24 additional RDF triples are returned including one like:


<http://dbpedia.org/resource/National_Information_Standards_Organization> <http://www.w3.org/2004/02/skos/core#subject> <http://dbpedia.org/resource/Category:Standards_organizations> .

This triple says that NISO belongs to a class of resources that are standards organizations. A human or agent can follow their nose to the dbpedia URL for standards organizations:


http://dbpedia.org/resource/Category:Standards_organizations

and retrieve 156 triples describing other standards organizations are returned such as:


<http://dbpedia.org/resource/World_Wide_Web_Consortium> <http://www.w4.org/2004/02/skos/core#subject> <http://dbpedia.org/resource/Category:Standards_organizations> .

And so on. This ability for humans and automated crawlers to follow their noses in this way makes for a powerfully simple data discovery heuristic. The philosophy is quite different from other data discovery methods, such as the typical web2.0 APIs of Flickr, Amazon, YouTube, Facebook, Google, etc., which all differ in their implementation details and require you to digest their API documentation before you can do anything useful. Contrast this with the Web of Data which uses the ubiquitous technologies of URIs and HTTP plus the secret sauce of the RDF triple.

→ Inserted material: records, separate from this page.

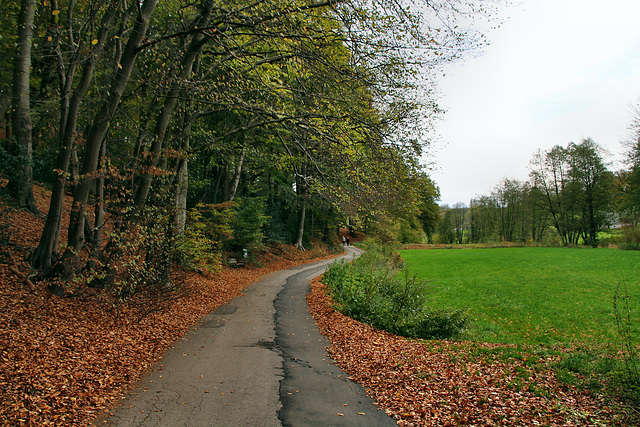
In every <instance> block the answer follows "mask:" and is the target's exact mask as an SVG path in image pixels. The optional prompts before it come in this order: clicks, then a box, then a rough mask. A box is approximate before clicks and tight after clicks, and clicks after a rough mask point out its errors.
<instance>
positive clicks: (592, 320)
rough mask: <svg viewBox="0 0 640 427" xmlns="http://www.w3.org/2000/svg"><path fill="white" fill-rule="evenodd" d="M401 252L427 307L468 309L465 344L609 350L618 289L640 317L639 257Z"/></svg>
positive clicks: (635, 327) (616, 253)
mask: <svg viewBox="0 0 640 427" xmlns="http://www.w3.org/2000/svg"><path fill="white" fill-rule="evenodd" d="M400 254H401V256H402V258H403V259H404V260H405V263H406V266H407V268H408V270H409V272H410V273H411V274H416V275H417V276H419V277H422V278H424V279H426V280H429V281H430V283H431V291H430V292H431V293H430V298H429V303H430V304H431V305H433V306H434V307H435V308H446V309H460V308H467V309H468V311H469V315H470V317H471V318H472V319H473V320H472V324H471V326H470V329H469V331H468V337H467V338H468V339H470V340H474V341H481V342H493V343H512V344H529V345H537V344H543V345H550V346H553V345H556V344H559V345H567V346H569V345H572V344H573V345H577V346H585V345H586V346H592V345H593V346H597V347H600V346H607V345H609V344H611V343H613V342H615V341H616V340H617V338H618V335H617V332H616V322H615V316H614V309H613V307H614V295H615V293H616V289H617V288H618V285H619V284H621V285H622V289H623V290H625V289H626V292H627V293H628V295H629V300H628V301H629V305H630V307H631V313H632V316H634V317H633V318H635V319H640V252H635V251H620V250H615V249H586V248H578V249H572V248H495V249H456V250H452V249H416V250H402V251H400ZM634 327H635V328H636V330H635V331H634V332H635V333H636V334H638V333H640V329H638V327H639V326H638V324H637V323H636V325H635V326H634ZM636 336H637V335H636Z"/></svg>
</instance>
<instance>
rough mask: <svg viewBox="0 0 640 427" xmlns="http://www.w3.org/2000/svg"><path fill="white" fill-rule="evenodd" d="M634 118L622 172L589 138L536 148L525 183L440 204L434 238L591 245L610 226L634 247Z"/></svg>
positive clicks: (447, 240)
mask: <svg viewBox="0 0 640 427" xmlns="http://www.w3.org/2000/svg"><path fill="white" fill-rule="evenodd" d="M639 120H640V115H638V112H636V116H635V119H634V123H633V125H632V137H631V138H630V140H629V141H627V142H626V143H625V144H626V146H627V161H626V168H625V169H623V170H620V171H617V172H612V171H611V170H610V169H609V165H608V164H607V160H606V159H607V155H606V153H605V150H604V149H603V148H602V147H601V146H599V145H598V144H597V143H596V142H595V141H593V140H592V139H590V138H585V139H583V140H582V141H580V142H579V143H573V142H571V143H569V144H568V145H567V146H566V147H562V146H555V147H553V148H551V149H549V150H547V151H543V150H538V151H537V152H536V153H535V154H534V155H533V157H532V159H531V161H530V163H529V171H530V173H529V180H528V181H526V182H521V181H518V180H514V179H508V178H505V179H503V180H502V181H501V182H500V183H499V184H498V185H496V186H495V188H494V189H493V191H492V192H491V193H490V194H488V195H483V196H478V197H476V198H474V199H472V200H471V202H470V204H469V206H466V205H464V204H462V203H458V204H456V205H454V206H451V207H449V206H444V207H442V211H441V220H440V222H439V223H438V226H437V227H438V240H439V241H440V242H442V243H485V242H520V243H533V244H558V245H564V246H568V245H579V244H584V245H589V246H594V247H595V246H598V245H599V244H601V243H602V242H601V239H600V237H599V236H600V234H599V233H601V232H602V231H605V230H608V229H610V228H612V227H613V228H619V229H621V233H620V235H619V236H618V237H617V243H618V245H619V246H621V247H624V248H633V249H637V248H640V233H639V229H638V225H639V224H640V215H639V214H640V211H639V207H640V156H639V155H638V153H639V150H640V126H639V125H638V121H639Z"/></svg>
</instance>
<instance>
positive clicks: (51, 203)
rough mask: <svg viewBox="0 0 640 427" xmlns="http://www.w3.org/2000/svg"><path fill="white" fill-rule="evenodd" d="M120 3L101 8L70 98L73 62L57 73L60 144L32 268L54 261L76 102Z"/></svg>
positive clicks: (70, 157) (72, 127) (74, 69)
mask: <svg viewBox="0 0 640 427" xmlns="http://www.w3.org/2000/svg"><path fill="white" fill-rule="evenodd" d="M120 3H121V0H119V1H114V2H111V3H110V4H109V8H108V9H107V11H106V12H105V14H104V16H103V18H102V23H101V25H100V31H99V34H98V38H97V39H98V43H96V45H95V46H94V48H93V51H92V52H91V53H90V54H89V57H88V58H87V59H86V60H85V62H84V65H83V69H82V76H81V77H80V81H79V82H78V86H76V88H75V90H74V91H73V95H72V96H71V98H70V99H69V94H70V92H71V87H72V83H73V77H74V75H75V65H74V64H73V63H72V64H71V65H70V67H69V69H68V70H67V72H66V74H65V73H64V72H62V71H61V73H60V85H61V87H62V88H63V90H62V94H61V97H60V111H61V117H60V129H59V131H58V138H59V141H60V142H59V147H60V148H59V151H58V159H57V162H56V169H57V170H58V173H57V175H56V179H55V181H54V183H53V189H52V191H51V200H50V203H49V212H48V214H47V219H46V221H45V225H44V229H43V230H42V235H41V236H40V241H39V243H38V247H37V248H36V250H35V251H34V253H33V256H32V259H31V265H32V266H33V267H34V268H37V269H40V270H43V271H48V270H49V269H51V268H52V266H53V265H54V264H55V262H56V261H57V253H58V243H59V238H60V228H61V223H60V220H61V218H62V207H63V202H64V190H65V186H66V182H67V171H68V170H69V164H70V163H71V156H72V153H73V150H74V145H75V142H76V141H75V140H76V139H77V138H78V135H77V133H76V127H77V122H78V115H79V111H80V106H81V105H82V100H83V99H84V97H85V95H86V94H87V91H88V90H89V85H90V83H91V79H92V77H93V73H94V70H95V67H96V63H97V60H98V58H99V57H100V55H101V53H102V51H103V48H104V44H105V41H106V38H107V34H108V32H109V30H110V29H111V27H112V26H113V23H114V22H115V19H116V16H117V8H118V7H119V5H120ZM69 31H70V30H69ZM58 56H59V59H58V62H59V64H60V69H61V70H62V67H63V60H62V54H61V53H60V52H58Z"/></svg>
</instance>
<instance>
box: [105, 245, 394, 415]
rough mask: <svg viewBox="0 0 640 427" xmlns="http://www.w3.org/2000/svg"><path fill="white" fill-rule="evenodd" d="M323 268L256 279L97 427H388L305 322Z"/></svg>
mask: <svg viewBox="0 0 640 427" xmlns="http://www.w3.org/2000/svg"><path fill="white" fill-rule="evenodd" d="M358 252H359V249H357V248H354V247H349V248H347V254H346V255H345V256H344V257H352V256H356V255H357V253H358ZM330 262H333V260H330V261H320V262H316V263H312V264H306V265H303V266H299V267H295V268H292V269H289V270H283V271H279V272H276V273H273V274H270V275H267V276H264V277H262V278H261V279H260V280H258V281H257V282H255V283H253V284H252V285H251V286H249V287H248V288H247V289H246V290H245V294H244V295H243V296H241V297H238V298H235V299H234V300H232V301H230V302H229V303H227V304H225V305H223V306H222V307H220V308H219V309H217V310H216V311H214V312H212V313H211V314H209V315H208V316H207V317H206V318H205V319H204V320H203V322H202V323H201V324H200V326H198V327H197V328H194V329H193V330H191V331H190V332H189V333H188V334H187V335H186V336H185V337H184V338H183V339H182V340H181V341H179V342H178V343H176V344H175V346H174V347H173V348H172V349H171V350H169V351H168V352H166V353H165V355H164V356H163V358H162V359H161V360H160V361H159V362H158V364H157V365H156V367H155V368H154V370H153V371H152V372H151V373H150V374H149V375H148V376H147V377H146V378H145V379H143V380H142V381H141V383H140V385H139V386H138V389H137V390H135V392H134V393H132V394H131V395H130V396H128V397H127V398H126V399H125V400H123V402H122V404H121V405H120V406H119V407H118V408H117V409H116V410H115V411H112V414H113V415H112V416H110V417H109V418H108V419H106V420H101V421H99V423H100V424H99V425H105V424H106V425H111V426H167V427H169V426H171V427H174V426H188V427H196V426H225V427H226V426H265V427H266V426H395V425H396V423H395V422H394V421H393V420H392V419H391V418H390V417H388V416H387V415H386V414H385V413H384V412H383V411H379V410H377V408H376V406H374V405H373V402H372V401H371V399H369V398H368V397H367V396H366V395H365V393H364V390H363V388H362V387H361V386H360V385H358V384H355V383H353V382H351V381H349V380H348V379H347V374H346V373H344V372H342V371H341V370H340V369H339V368H338V367H336V366H335V365H333V364H332V363H331V361H330V359H329V358H328V356H327V355H326V352H325V346H327V345H328V344H329V343H328V342H327V340H326V339H325V338H324V337H323V336H322V335H321V334H320V333H319V332H318V330H317V328H316V326H315V323H314V321H313V318H312V317H311V315H310V314H309V312H308V308H307V304H306V300H305V297H306V295H307V293H308V290H309V281H310V280H311V279H312V278H314V277H316V276H318V275H320V274H322V272H324V270H325V269H326V267H327V265H328V264H329V263H330Z"/></svg>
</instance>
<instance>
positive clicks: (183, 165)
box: [176, 114, 198, 234]
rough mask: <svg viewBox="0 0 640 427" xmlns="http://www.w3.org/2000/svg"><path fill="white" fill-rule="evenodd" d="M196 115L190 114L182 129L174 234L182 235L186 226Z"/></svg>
mask: <svg viewBox="0 0 640 427" xmlns="http://www.w3.org/2000/svg"><path fill="white" fill-rule="evenodd" d="M197 118H198V115H197V114H191V115H190V116H189V117H188V118H187V120H186V123H185V124H184V128H183V129H182V138H181V139H182V141H183V142H182V150H181V151H182V153H183V155H182V158H181V159H180V160H179V162H178V171H177V173H176V175H177V177H176V181H177V184H176V233H177V234H183V233H184V230H185V226H186V224H187V195H188V190H189V157H188V155H189V148H190V142H191V128H192V126H193V124H194V123H195V121H196V120H197Z"/></svg>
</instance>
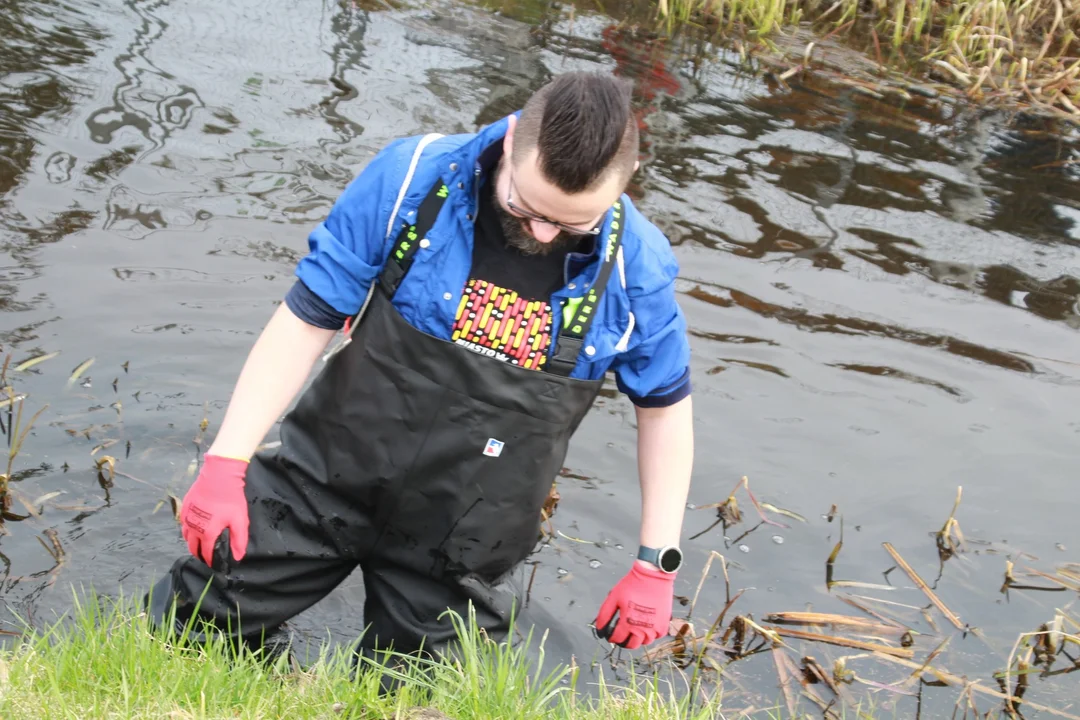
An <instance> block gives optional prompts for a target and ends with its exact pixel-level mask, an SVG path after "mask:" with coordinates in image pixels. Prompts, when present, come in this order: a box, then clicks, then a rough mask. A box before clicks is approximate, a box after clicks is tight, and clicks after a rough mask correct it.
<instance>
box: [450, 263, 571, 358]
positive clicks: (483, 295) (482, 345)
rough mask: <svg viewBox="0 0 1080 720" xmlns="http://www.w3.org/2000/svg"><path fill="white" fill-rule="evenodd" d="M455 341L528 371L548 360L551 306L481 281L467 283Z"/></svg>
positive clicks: (461, 305)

As with the initial growth of the web over 10 years ago the creation of the Web of Data is happening at a grassroots level by individuals around the world. Much of the work takes place on an open discussion list at MIT where people share their experiences of making data sets available, discuss technical problems/solutions, and announce the availability of resources. At this time some 27 different data sets have been published including Wikipedia, the US Census, the CIA World Fact Book, Geonames, MusicBrainz, WordNet, OpenCyc. The data and relationships between the data are by definition distributed around the web and harvestable by anyone by anyone with a web browser or HTTP client. Contrast this openness with the relationships that Google extracts from the Web of Documents and locks up on their own private network.

Various services aggregate Linked Data and provide services on top of it such as dbpedia which has an estimated 3 million RDF links, and over 2 billion RDF triples. It’s quite possible that the emerging set of Linked Data will serve as a data test bed for intiatives like the Billion Triple Challenge which aims to foster creative approaches to data mining and Semantic Web research by making large sets of real data available. In much the same way that Tim Berners-Lee could not have predicted the impact of Google’s PageRank algorithm, or the improbable success of Wikipedia’s collaborative editing while creating the Web of Documents, it may be that simply building links between data sets on the Web of Data will bootstrap a new class of technologies we cannot begin to imagine today.

So if you are in the business of making data available on the web and have a bit more time to spare, have a look at Tim Berners-Lee’s Linked Data document and familiarize yourself with the simple web publishing techniques behind the Web of Data: HTTP, URI and RDF. If you catch the Linked Data bug join the discussion list and the conversation, and try publishing some of your data as a pilot project using the tutorials. Who knows what might happen–you might just help build a new kind of web, and rest assured you’ll definitely have some fun.

Thanks to Jay Luker, Paul Miller, Danny Ayers and Dan Chudnov for their contributions and suggestions.